2003年9月2日(火)「しんぶん赤旗」
トラックやコンクリートミキサー車の労働者でつくる建交労(全日本建設交運一般労働組合)関西支部は、大企業の横暴をはねかえして解雇撤回・職場復帰をかちとったたたかいの経験を三、四の両日に開かれる「リストラ反対、雇用と地域経済を守る全国交流集会」に反映させようと三人の代表を送ります。
関西支部ではこの間、争議をたたかっている二十四職場のうち、十七職場で解決しました。国内最大のセメントメーカー・太平洋セメントを相手に偽装倒産から七人全員が職場へ戻った西神戸レミコン運輸のたたかいや、工業ガスメーカー最大手のエア・ウォーターの子会社解散・全員解雇から十八人の解雇を撤回させた大同ほくさん運輸分会のたたかいなどがそれです。

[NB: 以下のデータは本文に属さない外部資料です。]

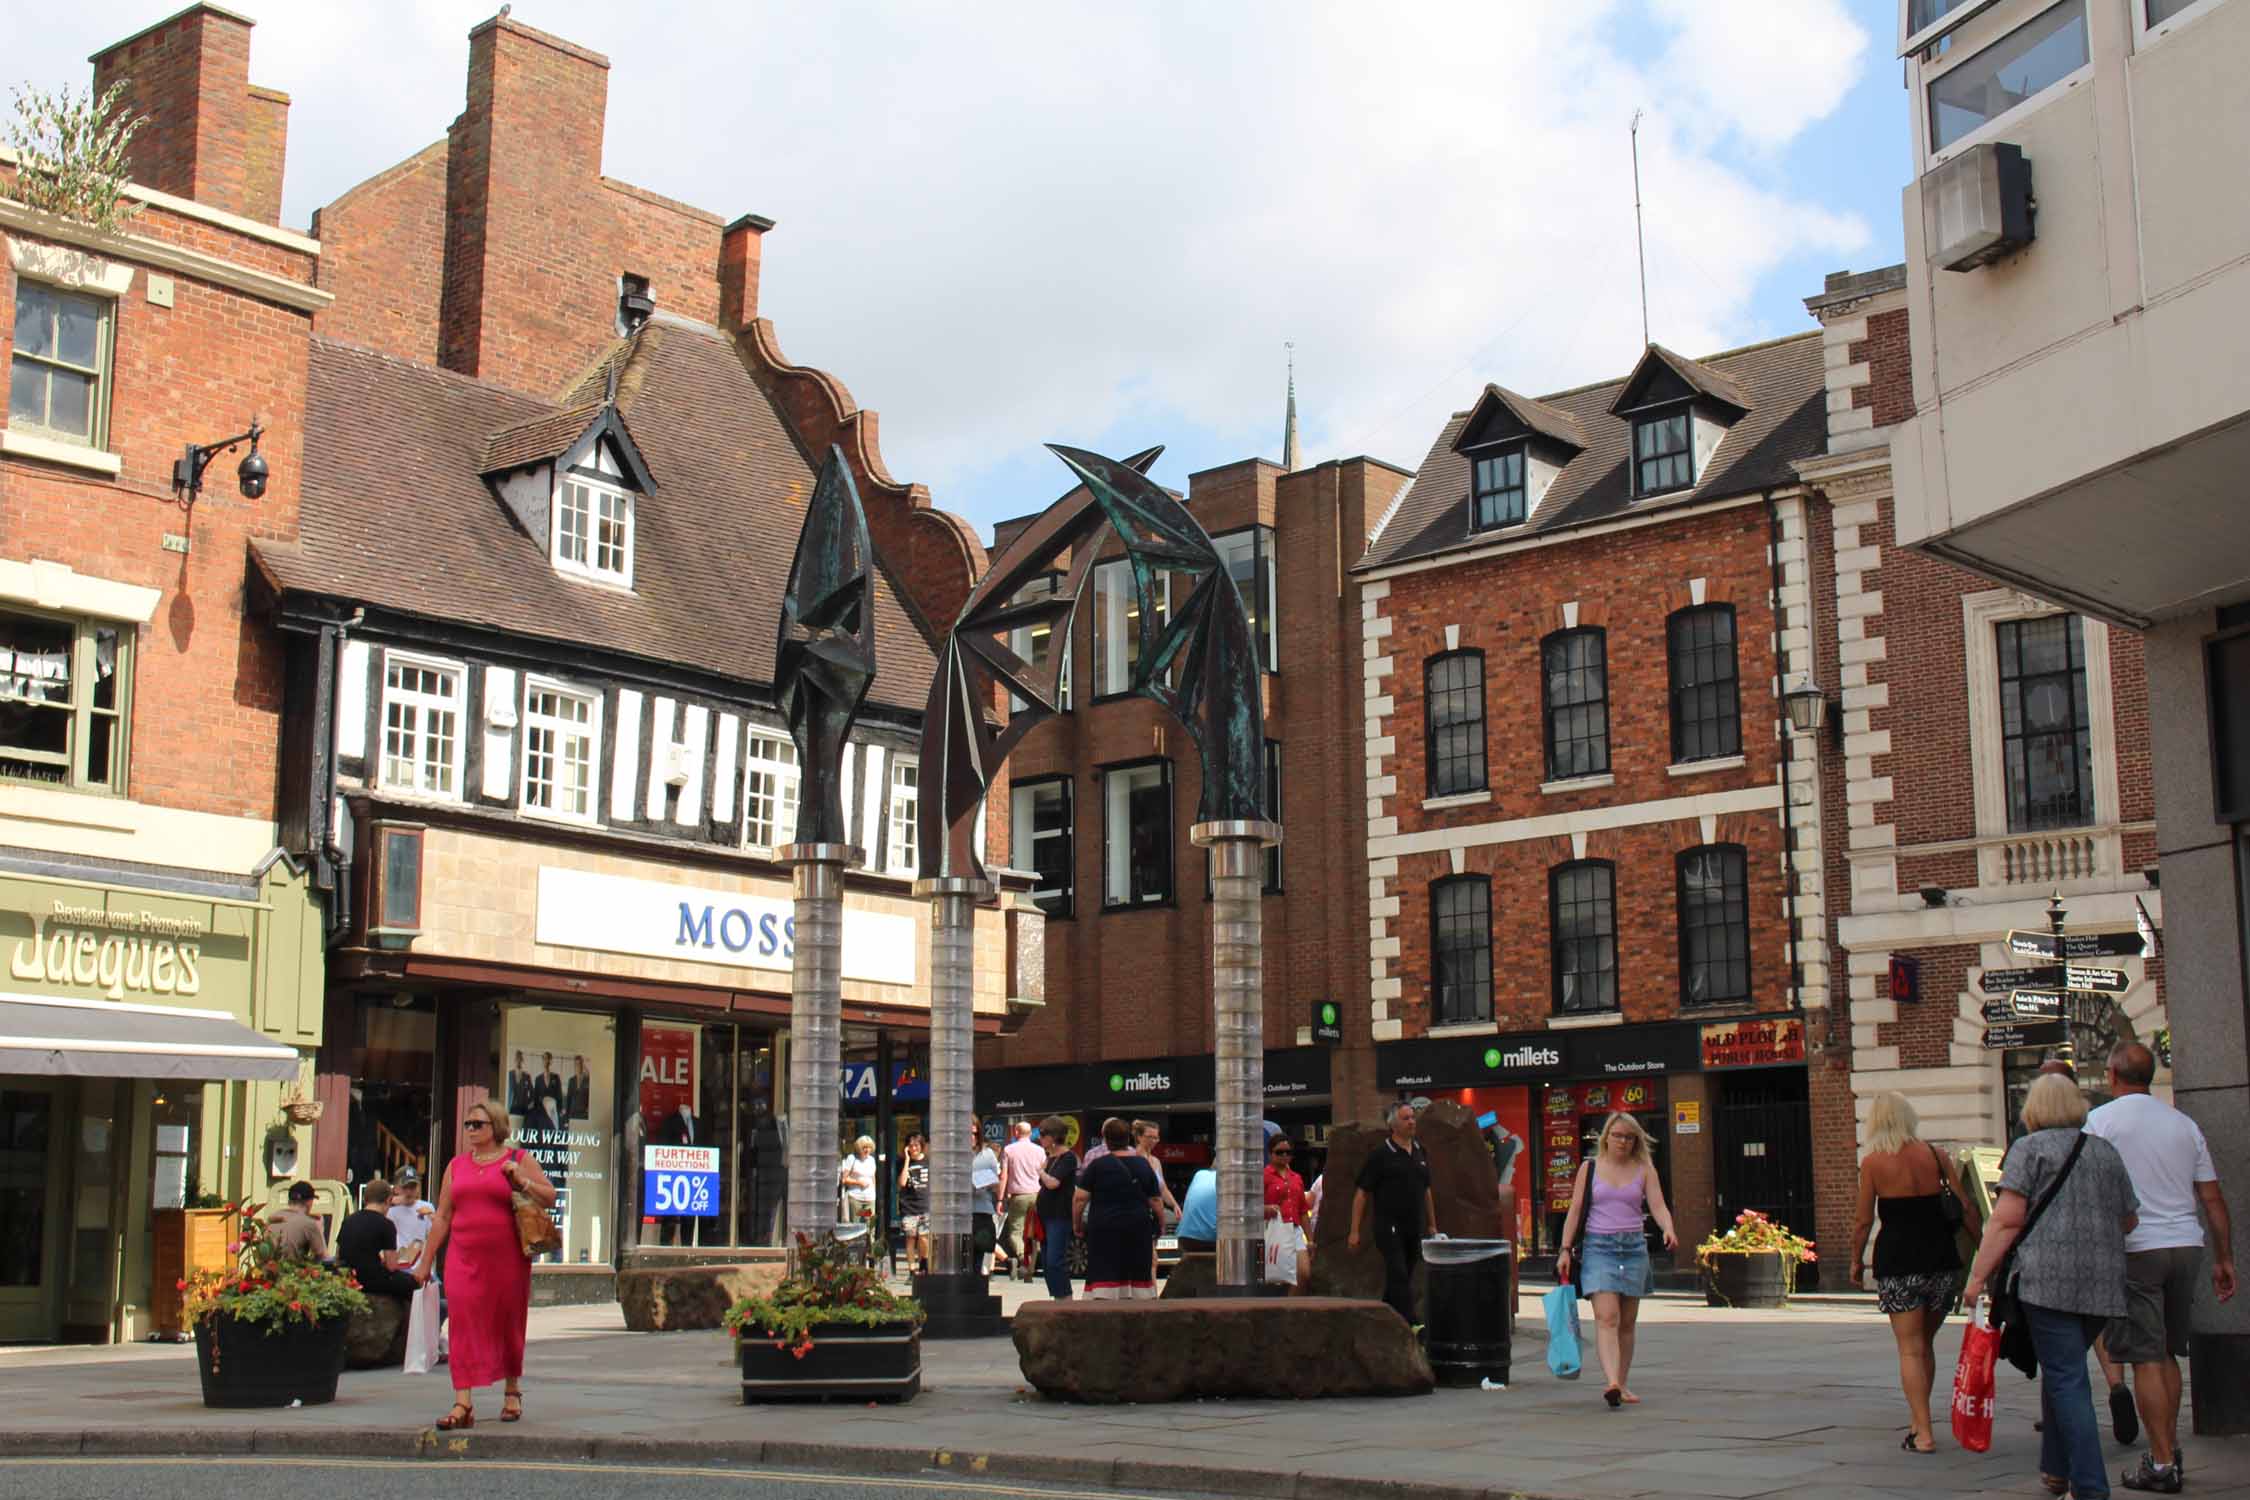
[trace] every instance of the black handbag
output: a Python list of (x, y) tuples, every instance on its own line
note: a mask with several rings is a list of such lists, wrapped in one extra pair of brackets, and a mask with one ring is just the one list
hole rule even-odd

エア・ウォーター闘争は、同社の物流部門を担当する子会社の社長が昨年九月、会社を解散し労働者全員を半月後に解雇すると通告してきたのが発端です。建交労の組合員が職場の多数を占める堺営業所を切り離すという露骨な組合つぶしと、もうけのためには労働者の生活を犠牲にする横暴勝手なやり方でした。
組合側は会社が借りている建物に「闘争本部」を設置し、組合員が交代で泊まり込みました。
工場閉鎖・全員解雇を強行した会社側は十月、社長が陣頭指揮し三十数人を引き連れて深夜、組合員が泊まり込んでいる事務所を襲撃、解体重機で事務所を壊し、組合員に負傷を負わせる重大事件まで引き起こしました。
関西支部は厳しく抗議するとともに、堺労連や大阪府職労、堺市職労、生協など地域の労働組合や民主団体によびかけ、支援共闘を結成。「暴力は許さない」と書いた立て看板を設置し、エア・ウォーター本社前の座り込みや駅頭宣伝、百九十軒の得意先への要請と世論に訴えてきました。
得意先の訪問では、組合員の訴えに耳を傾け、「取引先を変える」「エア・ウォーターに抗議したい」と共感が広がりました。ある大手家電工場では、担当者が「社の会議で問題にします。がんばってください」と激励する一幕もありました。
世論と運動に押されたエア・ウォーター側は、闘争の中止を組合側に申し入れてきました。わずか三カ月間でスピード解決をみました。
関西支部の長島和眞委員長は「裁判所の命令を待たず、広範な団体と個人の方々の支援に支えられ、追い詰めた画期的な成果です。全国交流集会には、たたかってきた分会の役員と支部代表が参加します。首切りや雇用不安に悩み苦しんでいる人たちと運動を交流したい」と話しています。